Announcement: A ROS package for google's speech-to-text API and NLP API - Dialogflow

piraka9011 · March 28, 2018, 11:12pm

Hi everyone,

This is my first time contributing to open source in general so bear with me.
I have developed a ROS package that uses google’s speech to text API to publish text onto a topic. That is then parsed by their NLP platform, Dialogflow, to extract a user’s intent and whether a developer wishes to run actions associated with that intent. It’s much better explained when you see their console here.

My package can be found here: http://wiki.ros.org/dialogflow_ros

I’d love to get some feedback on how to enhance this and what features to add. Also, would like to see if this is of interest to people.

Best,
Anas

awesomebytes · March 29, 2018, 12:21am

You have PR on a few little things. Thanks for your contribution.

jrlandau · March 29, 2018, 12:30am

Anas,

I have been working on adding Dialogflow to my Robot Commander app, which runs on Android. So far it’s looking good, but not ready for release.
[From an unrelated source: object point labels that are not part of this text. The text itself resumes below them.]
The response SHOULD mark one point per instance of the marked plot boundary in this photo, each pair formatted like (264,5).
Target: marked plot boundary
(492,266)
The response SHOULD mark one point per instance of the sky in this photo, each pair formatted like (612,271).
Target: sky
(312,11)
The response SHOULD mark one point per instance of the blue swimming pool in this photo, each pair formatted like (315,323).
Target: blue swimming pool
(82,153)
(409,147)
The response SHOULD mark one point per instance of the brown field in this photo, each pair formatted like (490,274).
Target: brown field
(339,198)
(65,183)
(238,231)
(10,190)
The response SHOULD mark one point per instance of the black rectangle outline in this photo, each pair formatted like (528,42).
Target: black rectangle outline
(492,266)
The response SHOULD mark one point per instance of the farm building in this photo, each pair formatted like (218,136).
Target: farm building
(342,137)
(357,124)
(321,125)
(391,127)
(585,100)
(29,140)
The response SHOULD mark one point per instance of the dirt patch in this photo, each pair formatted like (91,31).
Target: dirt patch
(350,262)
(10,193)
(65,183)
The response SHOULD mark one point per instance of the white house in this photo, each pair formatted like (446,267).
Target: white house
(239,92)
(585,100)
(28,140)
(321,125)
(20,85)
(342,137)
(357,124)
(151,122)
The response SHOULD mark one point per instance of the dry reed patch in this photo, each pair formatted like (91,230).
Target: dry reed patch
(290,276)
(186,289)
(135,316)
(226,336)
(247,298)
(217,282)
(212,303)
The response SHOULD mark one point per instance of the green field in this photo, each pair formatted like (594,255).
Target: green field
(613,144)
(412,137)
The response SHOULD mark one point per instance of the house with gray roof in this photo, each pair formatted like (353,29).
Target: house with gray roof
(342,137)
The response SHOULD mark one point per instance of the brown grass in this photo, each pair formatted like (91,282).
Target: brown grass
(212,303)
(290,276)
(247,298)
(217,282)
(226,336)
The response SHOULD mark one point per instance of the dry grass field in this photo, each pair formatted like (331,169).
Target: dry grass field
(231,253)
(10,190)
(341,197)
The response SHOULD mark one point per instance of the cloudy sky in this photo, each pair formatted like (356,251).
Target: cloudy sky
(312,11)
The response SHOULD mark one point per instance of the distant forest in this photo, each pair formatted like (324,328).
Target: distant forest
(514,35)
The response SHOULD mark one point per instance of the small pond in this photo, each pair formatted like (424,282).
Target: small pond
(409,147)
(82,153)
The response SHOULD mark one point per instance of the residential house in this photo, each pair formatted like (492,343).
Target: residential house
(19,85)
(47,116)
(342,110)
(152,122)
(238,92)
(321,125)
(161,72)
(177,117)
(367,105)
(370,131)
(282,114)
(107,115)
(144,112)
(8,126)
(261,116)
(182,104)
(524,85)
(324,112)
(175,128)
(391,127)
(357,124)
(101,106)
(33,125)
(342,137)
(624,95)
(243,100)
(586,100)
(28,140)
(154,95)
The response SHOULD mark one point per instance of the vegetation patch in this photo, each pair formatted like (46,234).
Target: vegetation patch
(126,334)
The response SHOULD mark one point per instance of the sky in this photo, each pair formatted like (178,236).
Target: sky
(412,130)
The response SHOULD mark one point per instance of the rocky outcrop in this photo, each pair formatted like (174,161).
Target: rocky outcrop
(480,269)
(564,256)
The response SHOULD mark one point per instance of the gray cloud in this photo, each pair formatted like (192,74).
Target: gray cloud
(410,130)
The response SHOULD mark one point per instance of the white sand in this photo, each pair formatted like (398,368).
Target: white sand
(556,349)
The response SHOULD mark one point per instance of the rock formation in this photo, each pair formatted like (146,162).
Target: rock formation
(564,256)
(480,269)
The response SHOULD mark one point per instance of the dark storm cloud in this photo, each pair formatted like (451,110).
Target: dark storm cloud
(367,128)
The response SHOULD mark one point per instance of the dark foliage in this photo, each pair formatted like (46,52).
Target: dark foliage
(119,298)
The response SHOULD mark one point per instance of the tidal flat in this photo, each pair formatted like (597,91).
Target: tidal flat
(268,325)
One problem: I am using Dialogflow api v.1, because v,2 speech handling is subject to charges, and I don’t see a way to pass them on.

But if I understand Diagflow correctly, the use of v.1 does not allow sending audio to Google for complete processing including speech recognition, NLP, and voice interaction. Thus I am using speech recognition to get the user’s utterance as text, then sending the text to Dialogflow as I think you are. The drawback of this is 2 trips over the net instead of one, with the consequent performance penalty.

I’ll be interested to follow your progress.

Joe

piraka9011 · March 29, 2018, 1:11am

Thanks Sam! Saw the PR and appreciate setting me on track. I did not know Python2 classes should explicitly inherit object so thats a +1.
I did notice that there were some requirements already listed within rosdep so that will simplify things. Will update requirements.txt in the meantime.
Merged and will follow up accordingly.

piraka9011 · March 29, 2018, 1:42am

Hey Joe,

So I am using a similar approach to yours and that’s cause even in v2 the streaming API is not stable (not even implemented if I read the code correctly…). So what I do is use the asynchronous continuous speech streaming function, get the text, send it to NLP and get the fulfillment text.

Feel free to take a look at my implementation. You’ll notice I have 2 nodes, one for TTS and the other for NLP.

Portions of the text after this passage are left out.